Detrás de ese crecimiento hay refinanciaciones masivas, créditos mal estructurados y decisiones de originación que, en muchos casos, parecen haber ignorado cualquier criterio serio de riesgo.
Lo que está en juego no es únicamente la eficiencia del crédito, sino la estabilidad del sistema. El deterioro de la cartera amenaza directamente al Fondo Agropecuario de Garantías (FAG), que respalda la mayoría de estas operaciones.
Si la siniestralidad sigue aumentando, el país podría enfrentar un colapso silencioso en su esquema de garantías, afectando el acceso al crédito de miles de productores.
Este no es un problema menor ni un debate técnico. Es un posible escándalo financiero en cámara lenta.

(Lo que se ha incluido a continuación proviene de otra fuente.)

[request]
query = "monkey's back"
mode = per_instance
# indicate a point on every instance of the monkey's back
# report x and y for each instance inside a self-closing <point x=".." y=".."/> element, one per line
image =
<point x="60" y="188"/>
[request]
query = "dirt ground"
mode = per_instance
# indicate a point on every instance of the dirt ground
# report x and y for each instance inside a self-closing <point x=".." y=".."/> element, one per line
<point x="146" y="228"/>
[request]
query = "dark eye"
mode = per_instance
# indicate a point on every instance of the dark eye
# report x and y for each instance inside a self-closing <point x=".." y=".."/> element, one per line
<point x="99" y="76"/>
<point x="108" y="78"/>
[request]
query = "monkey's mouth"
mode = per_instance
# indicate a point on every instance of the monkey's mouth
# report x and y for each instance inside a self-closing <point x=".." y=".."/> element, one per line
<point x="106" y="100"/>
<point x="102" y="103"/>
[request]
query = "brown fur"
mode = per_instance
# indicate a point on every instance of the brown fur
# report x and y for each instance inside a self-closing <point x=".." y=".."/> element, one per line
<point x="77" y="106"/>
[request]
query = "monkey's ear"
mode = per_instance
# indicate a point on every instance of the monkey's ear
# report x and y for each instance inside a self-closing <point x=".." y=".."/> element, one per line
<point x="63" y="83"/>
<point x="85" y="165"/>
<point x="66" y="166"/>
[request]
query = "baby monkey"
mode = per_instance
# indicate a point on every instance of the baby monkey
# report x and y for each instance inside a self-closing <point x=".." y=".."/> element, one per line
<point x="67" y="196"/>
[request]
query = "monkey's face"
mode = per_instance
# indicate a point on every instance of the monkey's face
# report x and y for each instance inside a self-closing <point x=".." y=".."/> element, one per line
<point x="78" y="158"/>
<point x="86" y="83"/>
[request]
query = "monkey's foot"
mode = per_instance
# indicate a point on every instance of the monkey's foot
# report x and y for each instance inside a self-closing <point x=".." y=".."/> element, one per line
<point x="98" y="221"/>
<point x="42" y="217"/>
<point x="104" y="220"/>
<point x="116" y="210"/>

Por eso, resulta impostergable que la Superintendencia Financiera y la Contraloría intervengan con una auditoría profunda a Finagro y al Banco Agrario, revisando la calidad de la cartera, los criterios de aprobación y la sostenibilidad real de los programas impulsados. En el próximo gobierno habrá que ordenar una auditoría forense.
Colombia no necesita más propaganda disfrazada de cifras. Necesita una política agrofinanciera seria, transparente y enfocada en resultados reales. Porque hoy, detrás del discurso de inclusión, lo que existe es un sistema que excluye, debilita y pone en riesgo el futuro del campo colombiano.